After the first hick-ups however, community has now settled into a good place. We are happy that we’ve been able to remain safe and healthy
during all this, and we understand how critical the coming weeks and months are going to be.
For the art centre, these past few months have been… stressful, challenging, and reassuring. After closing the studio for a week to
assess the situation and making the space “COVID-proof”, we have remained open to the senior artists and Elders. Due to the biosecurity
restrictions, some of the usual services have ceased to exist, so the art centre has filled some of those gaps, providing a safe space for
the Elders to eat, access information, connect with social services, collect firewood ... and paint!
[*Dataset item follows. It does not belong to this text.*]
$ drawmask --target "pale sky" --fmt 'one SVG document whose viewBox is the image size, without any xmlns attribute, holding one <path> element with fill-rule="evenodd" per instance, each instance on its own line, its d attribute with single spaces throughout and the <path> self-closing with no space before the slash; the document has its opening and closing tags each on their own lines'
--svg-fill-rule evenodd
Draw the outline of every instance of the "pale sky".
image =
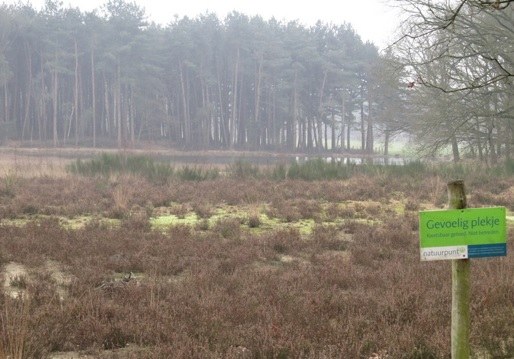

During this time, we’ve really seen pre-existing fault lines exposed: services that aren’t really working at the best of times, have
ceased to exist or relate in any significant way to people’s realities in community. The art centre is a unique position to respond to
these circumstances very quickly. Like all community-run art centres, we are governed by a board of Elders. Unlike all other
organisations in community, which are government-run and funded, we are an organisation that was started by Anangu, and is run by Anangu
every step of the way. This means that we are used to responding to changed circumstances. We are used to redefining what we are, and
what we do. So, in a way, the COVID crisis has played to our strengths; we are flexible and used to adjusting the way we operate to
create the maximum benefit for our members and community.